Silâhın bilgisi devletten; kitlenin bilgisi
burjuvaziden edinilir. Burada zımni, gizli bir parantez söz konusudur. Eksik
varsa, fazla görülen bir şeyler vardır. Yani kitleyi önemseyenler, silâhı
paranteze almışlardır. Ya ele hiç silâh almayacaklardır ya da zaten silâha
sahip olanların siyasetini güdüyorlardır. Silâhı önemseyenler için de aynı
tespit yapılabilir. Onların cepte kabul ettikleri bir kitle vardır ve bu kitle,
burjuvaziye göre teşkil edilmiştir.
“Eğer
ABD’de, Kanada’da, Güney Amerika’da ve Avustralya’nın belirli kısımlarında
milyonlarca insan, başka zamanlardan gelmiş yüz binlerle yan yana gelmişse bu,
Avrupa uygarlığının sömürgecilik ile tanık olduğu ilerlemenin bir sonucudur.
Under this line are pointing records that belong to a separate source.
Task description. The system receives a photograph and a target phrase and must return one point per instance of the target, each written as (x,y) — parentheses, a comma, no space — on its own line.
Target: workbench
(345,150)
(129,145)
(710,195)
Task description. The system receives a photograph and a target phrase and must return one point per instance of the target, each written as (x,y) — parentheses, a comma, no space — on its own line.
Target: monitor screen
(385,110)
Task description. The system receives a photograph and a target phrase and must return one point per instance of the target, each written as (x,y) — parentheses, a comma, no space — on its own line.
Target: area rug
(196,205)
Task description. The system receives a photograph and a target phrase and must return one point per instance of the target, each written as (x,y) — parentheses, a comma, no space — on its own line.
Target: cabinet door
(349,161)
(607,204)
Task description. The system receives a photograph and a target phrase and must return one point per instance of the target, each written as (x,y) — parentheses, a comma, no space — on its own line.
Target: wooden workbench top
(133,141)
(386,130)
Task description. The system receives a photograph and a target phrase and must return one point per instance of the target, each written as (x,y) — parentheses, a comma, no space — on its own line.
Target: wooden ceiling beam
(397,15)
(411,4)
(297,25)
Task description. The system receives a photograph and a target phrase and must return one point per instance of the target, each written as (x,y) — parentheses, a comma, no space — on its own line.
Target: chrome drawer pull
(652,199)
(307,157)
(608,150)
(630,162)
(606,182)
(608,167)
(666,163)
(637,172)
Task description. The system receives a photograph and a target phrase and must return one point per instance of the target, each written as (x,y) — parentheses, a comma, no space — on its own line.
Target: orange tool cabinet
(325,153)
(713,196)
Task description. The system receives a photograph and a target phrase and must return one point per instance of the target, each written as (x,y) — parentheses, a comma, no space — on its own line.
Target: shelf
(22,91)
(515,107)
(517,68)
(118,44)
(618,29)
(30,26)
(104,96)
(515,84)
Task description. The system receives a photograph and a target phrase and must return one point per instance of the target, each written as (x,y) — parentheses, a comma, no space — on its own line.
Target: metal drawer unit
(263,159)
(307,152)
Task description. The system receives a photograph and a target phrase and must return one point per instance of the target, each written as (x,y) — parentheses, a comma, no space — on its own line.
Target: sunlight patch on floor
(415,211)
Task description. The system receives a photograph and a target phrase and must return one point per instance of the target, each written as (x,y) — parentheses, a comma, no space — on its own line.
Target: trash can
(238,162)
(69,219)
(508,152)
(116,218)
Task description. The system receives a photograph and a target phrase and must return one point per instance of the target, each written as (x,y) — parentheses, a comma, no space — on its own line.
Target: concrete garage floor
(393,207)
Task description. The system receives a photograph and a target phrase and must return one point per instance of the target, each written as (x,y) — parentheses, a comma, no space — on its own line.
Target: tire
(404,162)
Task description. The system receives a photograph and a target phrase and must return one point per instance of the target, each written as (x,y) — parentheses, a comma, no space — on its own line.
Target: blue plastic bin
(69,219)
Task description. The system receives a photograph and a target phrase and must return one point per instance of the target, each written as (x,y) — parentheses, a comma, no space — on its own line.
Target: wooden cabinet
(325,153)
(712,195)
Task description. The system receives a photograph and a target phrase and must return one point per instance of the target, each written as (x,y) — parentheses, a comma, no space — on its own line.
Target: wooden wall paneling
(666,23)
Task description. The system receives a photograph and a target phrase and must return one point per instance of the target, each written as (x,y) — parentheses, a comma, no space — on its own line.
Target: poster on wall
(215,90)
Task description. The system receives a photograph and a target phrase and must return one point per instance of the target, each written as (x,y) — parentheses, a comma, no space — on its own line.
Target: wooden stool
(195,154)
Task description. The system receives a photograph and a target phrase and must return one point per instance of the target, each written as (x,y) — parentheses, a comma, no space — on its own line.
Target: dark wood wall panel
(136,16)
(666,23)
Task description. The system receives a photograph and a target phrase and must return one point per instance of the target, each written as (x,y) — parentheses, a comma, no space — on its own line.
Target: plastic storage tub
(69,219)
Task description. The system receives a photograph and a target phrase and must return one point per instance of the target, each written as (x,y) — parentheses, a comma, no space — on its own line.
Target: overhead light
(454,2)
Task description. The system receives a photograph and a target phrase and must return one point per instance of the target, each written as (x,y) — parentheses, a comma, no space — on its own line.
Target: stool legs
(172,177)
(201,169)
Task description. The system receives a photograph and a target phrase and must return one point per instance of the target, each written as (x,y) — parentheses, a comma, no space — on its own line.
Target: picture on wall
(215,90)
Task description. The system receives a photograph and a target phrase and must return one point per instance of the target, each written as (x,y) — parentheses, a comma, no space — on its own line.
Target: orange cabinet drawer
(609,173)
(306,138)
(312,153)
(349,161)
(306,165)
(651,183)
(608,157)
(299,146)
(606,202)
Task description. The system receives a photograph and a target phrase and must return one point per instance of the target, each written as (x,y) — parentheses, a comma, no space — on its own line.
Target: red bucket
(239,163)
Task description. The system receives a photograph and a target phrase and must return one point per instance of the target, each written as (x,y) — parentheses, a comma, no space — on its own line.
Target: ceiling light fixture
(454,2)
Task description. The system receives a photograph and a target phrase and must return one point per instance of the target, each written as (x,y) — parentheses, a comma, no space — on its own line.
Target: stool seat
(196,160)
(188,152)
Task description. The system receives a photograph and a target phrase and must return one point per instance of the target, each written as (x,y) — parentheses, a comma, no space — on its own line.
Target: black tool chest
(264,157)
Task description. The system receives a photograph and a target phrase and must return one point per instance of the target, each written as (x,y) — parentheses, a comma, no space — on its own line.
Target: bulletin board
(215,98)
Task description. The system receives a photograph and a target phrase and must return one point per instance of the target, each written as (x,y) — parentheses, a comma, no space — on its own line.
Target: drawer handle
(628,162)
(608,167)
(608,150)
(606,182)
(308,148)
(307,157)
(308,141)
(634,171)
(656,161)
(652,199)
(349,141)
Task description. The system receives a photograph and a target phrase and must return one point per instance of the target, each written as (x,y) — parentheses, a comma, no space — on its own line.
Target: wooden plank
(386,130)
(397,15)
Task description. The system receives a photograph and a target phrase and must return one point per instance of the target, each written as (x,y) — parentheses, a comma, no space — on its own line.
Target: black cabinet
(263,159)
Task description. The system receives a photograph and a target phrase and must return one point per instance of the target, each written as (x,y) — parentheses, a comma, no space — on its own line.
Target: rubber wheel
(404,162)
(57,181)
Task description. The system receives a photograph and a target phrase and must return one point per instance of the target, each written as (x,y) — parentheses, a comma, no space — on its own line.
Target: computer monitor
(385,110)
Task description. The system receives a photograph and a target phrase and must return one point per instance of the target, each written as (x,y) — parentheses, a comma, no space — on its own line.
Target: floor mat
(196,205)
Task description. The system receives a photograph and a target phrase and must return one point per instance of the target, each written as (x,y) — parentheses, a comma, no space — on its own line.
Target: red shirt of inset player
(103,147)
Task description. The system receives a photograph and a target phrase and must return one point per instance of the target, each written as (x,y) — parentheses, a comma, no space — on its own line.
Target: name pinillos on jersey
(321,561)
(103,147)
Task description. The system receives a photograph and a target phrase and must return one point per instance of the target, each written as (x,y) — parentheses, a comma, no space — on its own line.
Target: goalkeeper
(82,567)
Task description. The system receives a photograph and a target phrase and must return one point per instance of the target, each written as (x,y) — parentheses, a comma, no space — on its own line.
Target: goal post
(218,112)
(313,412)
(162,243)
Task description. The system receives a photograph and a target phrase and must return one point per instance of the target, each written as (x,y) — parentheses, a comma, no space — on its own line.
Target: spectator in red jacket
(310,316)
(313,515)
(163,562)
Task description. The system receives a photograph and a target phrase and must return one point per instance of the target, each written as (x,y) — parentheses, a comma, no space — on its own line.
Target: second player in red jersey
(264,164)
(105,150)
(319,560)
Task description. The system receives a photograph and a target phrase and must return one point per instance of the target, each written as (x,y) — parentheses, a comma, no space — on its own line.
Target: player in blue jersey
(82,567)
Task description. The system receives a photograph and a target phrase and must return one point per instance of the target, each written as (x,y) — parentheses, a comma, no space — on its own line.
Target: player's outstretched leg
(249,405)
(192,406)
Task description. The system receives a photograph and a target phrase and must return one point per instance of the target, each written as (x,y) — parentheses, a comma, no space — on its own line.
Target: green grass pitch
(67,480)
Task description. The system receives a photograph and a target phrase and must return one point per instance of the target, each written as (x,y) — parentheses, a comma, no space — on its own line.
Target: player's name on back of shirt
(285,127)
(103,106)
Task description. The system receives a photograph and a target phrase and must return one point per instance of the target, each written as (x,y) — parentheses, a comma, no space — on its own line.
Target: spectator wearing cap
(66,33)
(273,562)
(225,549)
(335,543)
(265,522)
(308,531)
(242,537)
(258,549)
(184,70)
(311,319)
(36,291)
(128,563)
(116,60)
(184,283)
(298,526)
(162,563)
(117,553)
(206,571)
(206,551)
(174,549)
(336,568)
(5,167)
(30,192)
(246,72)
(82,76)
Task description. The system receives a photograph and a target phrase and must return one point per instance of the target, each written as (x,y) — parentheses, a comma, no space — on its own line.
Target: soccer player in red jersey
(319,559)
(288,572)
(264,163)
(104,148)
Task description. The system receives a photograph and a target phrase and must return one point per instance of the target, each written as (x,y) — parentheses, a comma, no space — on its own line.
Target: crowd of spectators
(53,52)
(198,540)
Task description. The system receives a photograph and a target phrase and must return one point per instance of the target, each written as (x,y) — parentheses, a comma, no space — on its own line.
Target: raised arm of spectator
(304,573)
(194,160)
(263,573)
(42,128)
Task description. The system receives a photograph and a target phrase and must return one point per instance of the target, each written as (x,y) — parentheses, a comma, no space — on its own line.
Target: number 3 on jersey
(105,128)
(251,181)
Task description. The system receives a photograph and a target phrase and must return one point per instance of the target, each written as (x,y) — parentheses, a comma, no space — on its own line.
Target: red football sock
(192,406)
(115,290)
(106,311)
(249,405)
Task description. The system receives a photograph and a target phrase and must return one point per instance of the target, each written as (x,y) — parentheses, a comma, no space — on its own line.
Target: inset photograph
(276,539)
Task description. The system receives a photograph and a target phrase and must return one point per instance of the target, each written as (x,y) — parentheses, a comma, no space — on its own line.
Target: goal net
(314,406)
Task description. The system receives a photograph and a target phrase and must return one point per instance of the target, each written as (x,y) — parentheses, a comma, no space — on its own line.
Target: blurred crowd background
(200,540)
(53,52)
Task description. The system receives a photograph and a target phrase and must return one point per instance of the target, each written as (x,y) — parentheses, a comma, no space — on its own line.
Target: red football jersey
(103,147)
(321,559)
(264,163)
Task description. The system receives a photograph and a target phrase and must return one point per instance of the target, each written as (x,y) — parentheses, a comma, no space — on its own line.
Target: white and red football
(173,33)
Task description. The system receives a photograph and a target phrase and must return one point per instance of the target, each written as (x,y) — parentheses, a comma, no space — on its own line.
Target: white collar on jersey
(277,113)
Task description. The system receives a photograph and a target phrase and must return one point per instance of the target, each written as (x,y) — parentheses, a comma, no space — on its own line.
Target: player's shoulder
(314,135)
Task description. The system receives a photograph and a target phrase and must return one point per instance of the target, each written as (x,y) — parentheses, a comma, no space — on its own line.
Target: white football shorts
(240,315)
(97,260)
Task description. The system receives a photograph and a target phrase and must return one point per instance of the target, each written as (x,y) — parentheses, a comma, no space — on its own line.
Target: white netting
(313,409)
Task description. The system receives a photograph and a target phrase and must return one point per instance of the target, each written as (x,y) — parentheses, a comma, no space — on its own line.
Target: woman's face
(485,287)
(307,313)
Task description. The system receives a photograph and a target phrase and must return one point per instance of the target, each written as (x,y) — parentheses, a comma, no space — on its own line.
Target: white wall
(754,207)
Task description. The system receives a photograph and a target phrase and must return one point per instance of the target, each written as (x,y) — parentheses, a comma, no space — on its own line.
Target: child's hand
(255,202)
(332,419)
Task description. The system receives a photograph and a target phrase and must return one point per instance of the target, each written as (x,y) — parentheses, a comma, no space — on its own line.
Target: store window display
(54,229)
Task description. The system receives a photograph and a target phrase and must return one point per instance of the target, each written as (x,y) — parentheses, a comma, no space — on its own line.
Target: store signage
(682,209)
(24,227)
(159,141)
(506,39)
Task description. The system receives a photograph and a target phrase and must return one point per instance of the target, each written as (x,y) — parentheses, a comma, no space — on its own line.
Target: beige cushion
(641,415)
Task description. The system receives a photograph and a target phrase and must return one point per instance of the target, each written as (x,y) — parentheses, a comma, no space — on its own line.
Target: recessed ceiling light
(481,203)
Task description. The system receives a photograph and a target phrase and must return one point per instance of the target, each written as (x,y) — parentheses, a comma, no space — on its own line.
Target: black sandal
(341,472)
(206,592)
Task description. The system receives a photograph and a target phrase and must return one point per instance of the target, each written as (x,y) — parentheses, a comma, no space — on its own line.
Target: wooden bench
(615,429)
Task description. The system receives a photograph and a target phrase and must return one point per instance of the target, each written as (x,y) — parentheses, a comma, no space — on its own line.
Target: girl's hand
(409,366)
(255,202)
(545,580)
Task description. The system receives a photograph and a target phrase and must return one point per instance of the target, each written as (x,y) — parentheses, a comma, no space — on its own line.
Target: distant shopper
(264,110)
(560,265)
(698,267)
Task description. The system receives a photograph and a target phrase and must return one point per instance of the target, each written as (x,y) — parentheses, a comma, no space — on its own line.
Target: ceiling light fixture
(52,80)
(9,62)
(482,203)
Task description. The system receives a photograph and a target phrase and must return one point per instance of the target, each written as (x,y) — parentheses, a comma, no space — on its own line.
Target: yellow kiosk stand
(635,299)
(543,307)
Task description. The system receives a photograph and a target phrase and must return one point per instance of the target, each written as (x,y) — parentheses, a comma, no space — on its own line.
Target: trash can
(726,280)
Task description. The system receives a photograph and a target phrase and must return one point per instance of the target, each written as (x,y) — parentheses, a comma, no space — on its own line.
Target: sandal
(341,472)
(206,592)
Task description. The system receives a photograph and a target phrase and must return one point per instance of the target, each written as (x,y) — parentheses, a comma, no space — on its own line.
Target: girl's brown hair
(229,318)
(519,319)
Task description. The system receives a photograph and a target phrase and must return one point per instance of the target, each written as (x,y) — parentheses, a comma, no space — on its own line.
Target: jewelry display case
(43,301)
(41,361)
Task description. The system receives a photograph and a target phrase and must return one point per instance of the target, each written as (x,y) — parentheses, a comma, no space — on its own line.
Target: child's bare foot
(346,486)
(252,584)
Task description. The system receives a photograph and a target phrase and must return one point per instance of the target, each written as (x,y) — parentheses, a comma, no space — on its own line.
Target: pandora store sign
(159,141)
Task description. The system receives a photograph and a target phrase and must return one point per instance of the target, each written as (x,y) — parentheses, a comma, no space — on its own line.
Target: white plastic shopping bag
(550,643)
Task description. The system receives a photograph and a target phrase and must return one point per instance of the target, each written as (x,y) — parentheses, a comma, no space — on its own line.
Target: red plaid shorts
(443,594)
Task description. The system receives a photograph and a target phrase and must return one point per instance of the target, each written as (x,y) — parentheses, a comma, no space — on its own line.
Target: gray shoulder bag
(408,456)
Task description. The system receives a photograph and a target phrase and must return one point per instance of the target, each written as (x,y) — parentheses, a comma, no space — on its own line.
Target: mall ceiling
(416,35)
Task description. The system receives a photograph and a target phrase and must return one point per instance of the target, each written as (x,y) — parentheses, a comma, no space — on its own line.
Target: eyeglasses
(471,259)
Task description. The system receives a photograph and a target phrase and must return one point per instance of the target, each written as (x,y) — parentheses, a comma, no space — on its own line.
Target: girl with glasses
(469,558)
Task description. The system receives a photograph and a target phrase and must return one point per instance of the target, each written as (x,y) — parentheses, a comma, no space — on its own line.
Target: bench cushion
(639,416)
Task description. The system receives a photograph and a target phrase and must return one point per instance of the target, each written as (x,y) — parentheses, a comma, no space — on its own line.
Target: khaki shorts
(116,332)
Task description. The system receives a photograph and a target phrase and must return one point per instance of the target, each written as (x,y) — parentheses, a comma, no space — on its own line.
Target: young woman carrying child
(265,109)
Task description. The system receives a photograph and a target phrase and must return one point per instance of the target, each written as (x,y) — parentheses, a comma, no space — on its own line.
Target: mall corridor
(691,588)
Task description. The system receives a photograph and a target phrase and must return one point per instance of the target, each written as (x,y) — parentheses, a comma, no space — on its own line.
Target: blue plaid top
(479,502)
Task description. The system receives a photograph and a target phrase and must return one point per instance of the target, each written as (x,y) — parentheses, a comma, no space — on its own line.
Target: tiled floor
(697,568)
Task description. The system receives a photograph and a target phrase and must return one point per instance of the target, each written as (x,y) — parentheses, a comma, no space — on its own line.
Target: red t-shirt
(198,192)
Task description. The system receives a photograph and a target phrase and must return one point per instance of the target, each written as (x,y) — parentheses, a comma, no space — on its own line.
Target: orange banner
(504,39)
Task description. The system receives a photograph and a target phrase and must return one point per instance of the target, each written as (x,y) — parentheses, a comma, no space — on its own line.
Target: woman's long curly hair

Eğer İngiltere’de ve başka yerlerde besleyici ve lezzetli tropik ürünler halkın
sürekli tükettiği başlıca gıda maddeleri hâline gelmişse ve Amerika ve
Avustralya’daki büyük meralar ve tarlalar, milyonlarca Avrupalı işçiye ucuz et
ve ekmek tedarik ediyorsa, sömürgeciliğin tüm teşebbüslerine minnettar olmayı
bilmeliyiz. […] Ekonomimizin sömürgecilik üzerinden yaşadığı yayılma olmasaydı,
bugün Avrupa’da hâlâ var olan ve bizim kökünü kurutmaya çalıştığımız yoksulluk
daha da kötüleşir, onu imha etmeye dönük umutlarımız sönerdi. Terazinin bir
kefesine sömürgeciliğin işlediği suçlar, diğerine sömürgelerden edinilen faydalar
konulsa, faydaların konulduğu kefe daha ağır basacaktır.”[1]
Sol, bugün Bernstein çizgisine gelmesini, onun şu
düşüncesinin şekillendiği düzleme gerilemesine borçludur. Bu bakkal solculuğu,
bakkal sahibi olma veya bakkal açma arzusuyla birlikte oluşuyor. Yoksulluğun
kökünü sökeceğini söyleyenler, sömürgeciliğin elindeki silâha övgüler
diziyorlar. Kitleselleşip seçimlerde oy toplamayı düşünenler, mazlum halkların
kanını tartıya vuruyorlar. Buna da “solculuk” deniliyor.
Solculuk-sağcılık, ortada duran krala göre belirlenen
konumlar. Tartışmanın olmaması, içe sinen krala karşı herkesin körleşmesini
beraberinde getiriyor. Kitleselleşmek isteyen, silâhı mutlak bir paranteze
alıyor. Silâhı yücelten, burjuvazinin kitlesine dokunmama yemini ediyor.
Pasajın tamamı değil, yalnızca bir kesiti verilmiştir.